Baked vegetable is a delicious meal with lots of veggies and cheese. I have added almond milk which can be substituted with whole milk or any other milk. This can be eaten plain or with breads, quinoa and chapatis.

Ingredients:
- Almond Milk (2 cups)
- Beans (chopped, fine, 1/4 cup)
- Beetroot (cubes, 1/4 cup)
- Cabbage (chopped, fine, 1/4 cup)
- Capsicum (chopped, fine, 1/4 cup)
- Carrot (chopped, cubes, 1/4 cup)
- Cauliflower (chopped, medium, 1/4 cup)
- Cottage Cheese (grated, 1/2 cup)
- Coconut (grated, 1 cup)
- Cilantro (1 cup)
- Cheese (grated, 4 tbs)
- Ginger (grated, 2 tsp)
- Oil (4 tbs)
- Peas (1/4 cup)
- Red Chili Powder (2 tsp)
- Spinach (chopped, 1 cup)
- Spring Onion (chopped, fine, 1/4 cup)
- Salt (to taste)



Prep time: 15 minutes
Cook time: 40 minutes
Total time: 55 minutes
Category: Lunch \ Dinner
Serves: 2
Method:
- Wash and cut all the veggies mentioned in the ingredients.

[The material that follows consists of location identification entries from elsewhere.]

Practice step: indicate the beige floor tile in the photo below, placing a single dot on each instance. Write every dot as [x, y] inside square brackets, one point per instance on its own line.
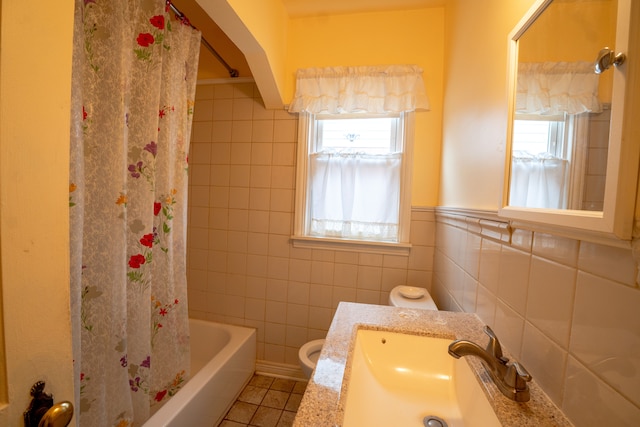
[300, 387]
[266, 417]
[252, 394]
[286, 419]
[294, 402]
[241, 412]
[282, 384]
[275, 399]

- In a skillet add oil, spring onions, cabbage, beetroot, beans, capsicum, carrot, ginger, peas , salt and red chili powder.
- Cook for 10 minutes or till the vegetables turn soft.

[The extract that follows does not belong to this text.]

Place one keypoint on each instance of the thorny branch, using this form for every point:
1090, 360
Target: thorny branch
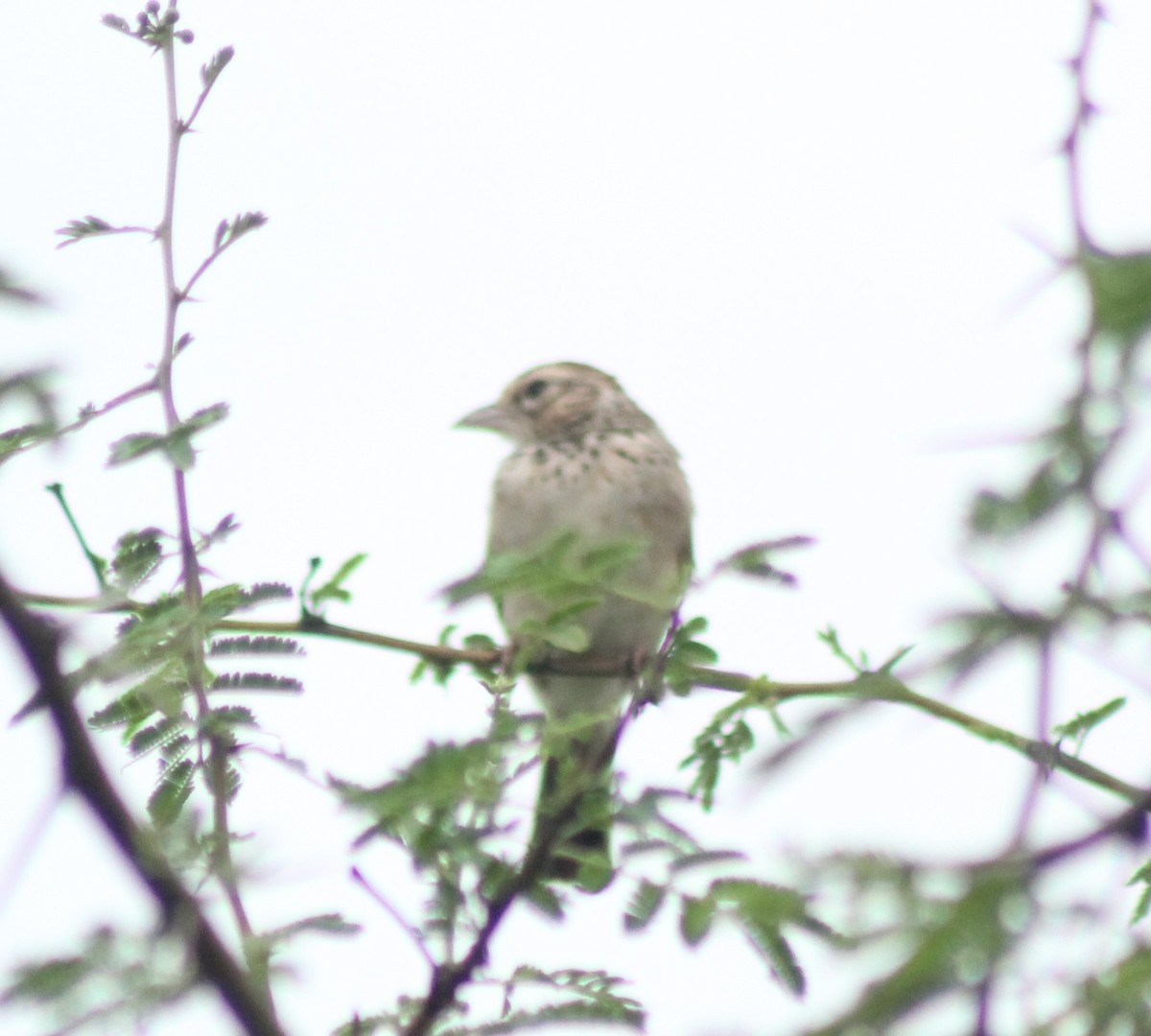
869, 686
39, 643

- Add water if required while cooking.
- When these vegetables are almost done add cottage cheese and spinach.
- Grind coconut, cilantro and almond milk to a fine paste.
- Add the ground paste to the veggies and mix well.
- Transfer the cooked veggies to a greased tray.
- Add the grated cheese.
- Bake in a preheated oven for 20 minutes at 200 degree Celsius.
Step by Step pictures of the recipe:







Notes:
- If keto diet is not followed then whole milk can be substituted.
- Plain flour can be substituted for coconut. In that case grind cilantro and add milk and plain flour to make a paste.